Antarctica’s Long-Lost Sibling
by James Marten

Dr Hannah Moore is a Scottish volcanologist who works from Tasmania. Next month she’s leading a tour of the Tasman Peninsula as part of the upcoming Beaker Street Festival.
Where did your interest in volcanology first start?
I grew up in Edinburgh, a city quite literally built around volcanoes. Arthur’s Seat, looming over the skyline, is an extinct volcano. Edinburgh Castle is perched on Castle Rock – an ancient volcanic plug, the hardened throat of a volcano left standing after all the softer rocks around it eroded away. You can’t grow up in Scotland without geology quietly working its way into your head, whether you notice it happening or not. So, in a sense, volcanoes shaped my world long before I ever studied them properly – I just didn’t know at the time.
What hooked me later was realising that volcanoes sit at this intersection of the most exciting and most dangerous parts of geology – they’re forces capable of reshaping landscapes overnight, but they’re also one of the most threatening natural hazards on the planet. I wanted to understand why volcanoes behave the way they do; what’s actually happening beneath the surface before they erupt, and how that understanding can be turned into something useful – into earlier warnings, better risk assessments, fewer disasters. That curiosity eventually took me a long way from Edinburgh. My PhD took me here to Tasmania, while my study site was a volcano in Aotearoa/ New Zealand.
I know Tasmania seems like an unusual place for a volcanologist to end up, but we actually have world-renowned researchers here at the University of Tasmania, particularly in submarine volcanology. Ancient volcanism is also the backbone of Tasmania’s mining industry, so there’s always a need for people who understand volcanic processes and the deposits they leave behind.
Tasmania was once part of Antarctica. What physical evidence of that breakup can still be seen in the landscape today?
You can read the whole story in the rocks under your feet. Around 300 million years ago (the Permian period), Tasmania was part of the supercontinent Gondwana and sat very close to the south pole. Parts of it would have looked a lot like Antarctica does now: ice sheets, glaciers, icebergs drifting through shallow seas. Some of the rocks formed at that time in Tasmania contain dropstones, isolated rocks that literally fell out of melting icebergs into soft seafloor mud. We also share fossils with Antarctica from this period – marine shellfish like Eurydesma, and the seed-fern forests of Glossopteris – some of the strongest physical proof these continents were once joined.
Then, around 250 million years ago (Triassic), the climate began to warm, the ice retreated, and lush Gondwanan forests spread across the river plains, even at Tasmania’s high southern latitude.
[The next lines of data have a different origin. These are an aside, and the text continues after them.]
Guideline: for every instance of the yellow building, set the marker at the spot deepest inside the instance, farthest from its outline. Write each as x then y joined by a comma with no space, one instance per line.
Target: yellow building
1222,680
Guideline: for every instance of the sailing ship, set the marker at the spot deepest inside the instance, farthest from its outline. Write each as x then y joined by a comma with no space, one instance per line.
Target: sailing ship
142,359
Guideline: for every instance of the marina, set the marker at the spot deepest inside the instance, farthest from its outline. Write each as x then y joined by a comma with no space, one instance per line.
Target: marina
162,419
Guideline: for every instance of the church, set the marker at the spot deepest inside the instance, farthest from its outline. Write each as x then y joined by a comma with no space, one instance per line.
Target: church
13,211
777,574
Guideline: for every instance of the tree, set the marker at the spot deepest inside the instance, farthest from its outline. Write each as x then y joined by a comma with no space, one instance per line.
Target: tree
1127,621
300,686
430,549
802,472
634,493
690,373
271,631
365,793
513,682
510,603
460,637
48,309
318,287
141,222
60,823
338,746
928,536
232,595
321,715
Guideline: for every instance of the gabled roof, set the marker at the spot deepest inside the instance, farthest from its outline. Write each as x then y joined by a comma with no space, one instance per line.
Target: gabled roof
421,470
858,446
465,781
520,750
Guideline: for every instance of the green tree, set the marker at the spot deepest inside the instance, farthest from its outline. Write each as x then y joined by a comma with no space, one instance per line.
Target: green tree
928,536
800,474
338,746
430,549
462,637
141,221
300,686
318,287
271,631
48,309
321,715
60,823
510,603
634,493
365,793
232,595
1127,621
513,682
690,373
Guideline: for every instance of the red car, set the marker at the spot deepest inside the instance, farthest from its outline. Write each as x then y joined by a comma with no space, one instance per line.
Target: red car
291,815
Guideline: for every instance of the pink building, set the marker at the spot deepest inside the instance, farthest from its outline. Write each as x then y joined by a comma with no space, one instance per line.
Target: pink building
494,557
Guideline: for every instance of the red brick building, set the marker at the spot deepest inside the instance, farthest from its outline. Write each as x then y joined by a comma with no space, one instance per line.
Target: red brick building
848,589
We see seed ferns from this time (Triassic period) like the Dicroidium in the rocks in both Tasmania and Antarctica, suggesting the two were both still connected.
The real upheaval came in the Jurassic period about 180 million years ago, when Gondwana began tearing itself apart. Enormous volumes of magma surged up through the stretching crust. The same event left dolerite and basalt scattered across Tasmania, Antarctica, New Zealand, southern Africa and Argentina. Here, very little of that magma erupted; it pushed sideways between rock layers and cooled underground, some intrusions over a kilometre thick. That single event is why Tasmania is arguably the dolerite capital of the world – hundreds of dolerite mountains, a third of our landscape capped in it, and not one dolerite mountain on the mainland. It built the cliffs of the Tasman Peninsula, the flat-topped Central Plateau, the skyline of Kunanyi/ Mt Wellington.
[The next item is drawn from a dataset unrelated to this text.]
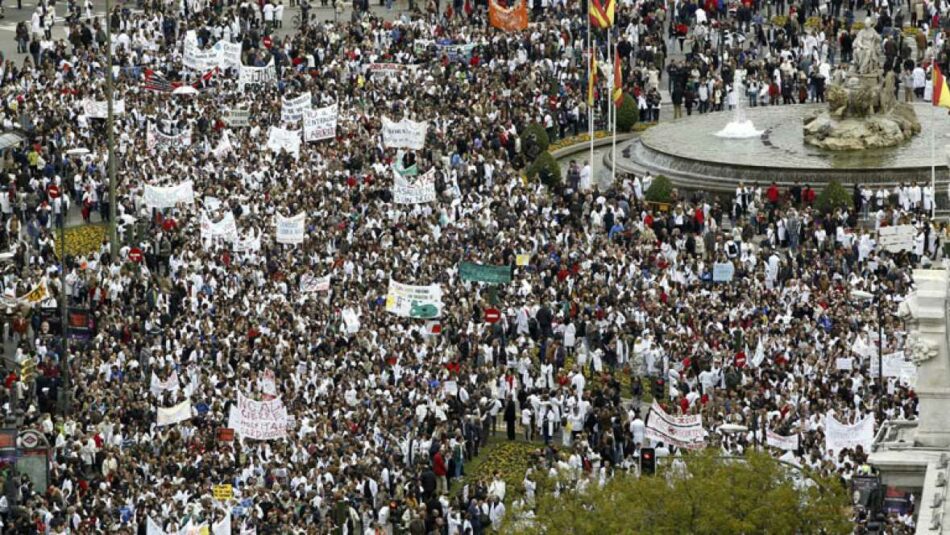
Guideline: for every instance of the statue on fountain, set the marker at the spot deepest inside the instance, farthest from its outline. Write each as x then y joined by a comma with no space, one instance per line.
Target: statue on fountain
863,112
Tasmania didn’t actually separate from Antarctica until much later – about 45 million years ago; prised apart by a spreading ridge that pushed Australia north while Antarctica stayed locked at the pole. They were some of the last pieces of Gondwana to let go of each other, which is part of why our geology still has more in common with Antarctica than with mainland Australia.
What’s the most significant volcanic event in Tasmania’s geological history, and how did it shape the island we know now?
People usually assume I’ll say the Jurassic igneous event I just mentioned, and it’s a contender, but for me it’s the Mount Read Volcanics on the west coast of Tasmania. These volcanic rocks formed half a billion years ago in the Cambrian period. At that point, Tasmania sat beside a major subduction zone on the edge of Gondwana. The ongoing tectonic forces stretched and thinned the crust, allowing heat and magma to rise through it and triggering millions of years of submarine volcanism across western Tasmania. Those eruptions built the foundations for some of Tasmania’s most important mineral deposits and shaped both the geology and history of the west coast.